The AICCS system addresses critical bottlenecks in cervical cytology by automating patch-level detection of abnormal cells and aggregating evidence for WSI-level diagnosis, thereby reducing reliance on scarce cytopathology expertise and mitigating inter-observer variability. The system demonstrated robust performance across internal, external, prospective, and randomized trial settings, indicating strong generalizability. Notably, the highest sensitivities were observed in HSIL+ subgroups, aligning with clinical priorities to avoid missing high-grade lesions. Assistance from AICCS consistently improved specificity and accuracy for cytopathologists while preserving sensitivity, supporting its role as an augmentation tool rather than a replacement. The reduction in reading time and the availability of a cloud platform further enhance clinical utility, particularly in resource-limited settings. These results support the hypothesis that AI can standardize and enhance cervical cytology screening, potentially improving alignment with histopathology and enabling scalable, high-quality screening programs.

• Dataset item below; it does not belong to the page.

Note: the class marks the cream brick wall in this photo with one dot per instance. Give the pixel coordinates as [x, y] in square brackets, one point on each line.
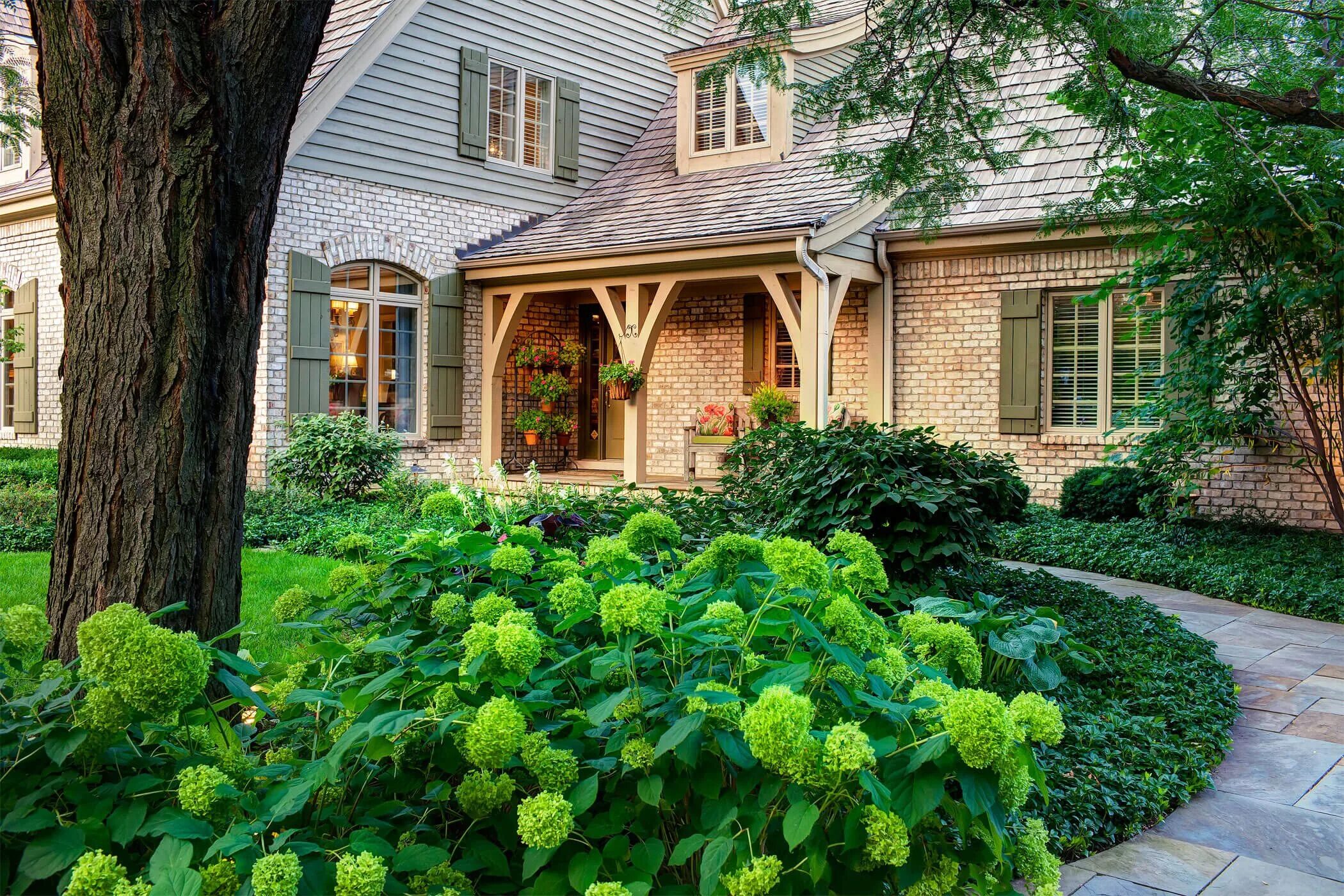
[29, 249]
[947, 376]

This study presents an AI-based cervical cancer screening system (AICCS) that combines a RetinaNet-based patch-level detector with a random forest WSI-level classifier for TBS 2014-grade prediction from cervical liquid-based cytology WSIs. Trained on large multicenter datasets and validated across internal/external cohorts, a prospective set, and a randomized observational trial, AICCS achieved high diagnostic accuracy and improved cytopathologists’ performance, while reducing reading time. A cloud-enabled deployment demonstrates practical feasibility for multi-institutional use. Future work should include broader, more diverse datasets, harmonization across scanners and preparation methods, prospective studies in varied healthcare settings, and integration with HPV and clinical data. Continued evaluation of privacy, security, workflow integration, and human-AI collaboration will be essential for safe and equitable adoption.

- Sampling and operator variability may result in some WSIs not accurately representing true lesion rates, potentially causing false negatives. - Differences in liquid-based cytology preparation across centers can lead to inconsistent smear quality, affecting AI performance. - Generalizability may be influenced by scanner types, staining variations, and site-specific workflows despite quality control and augmentation. - Privacy and security considerations, along with clear delineation of clinician responsibilities and oversight in AI-assisted decisions, require ongoing monitoring.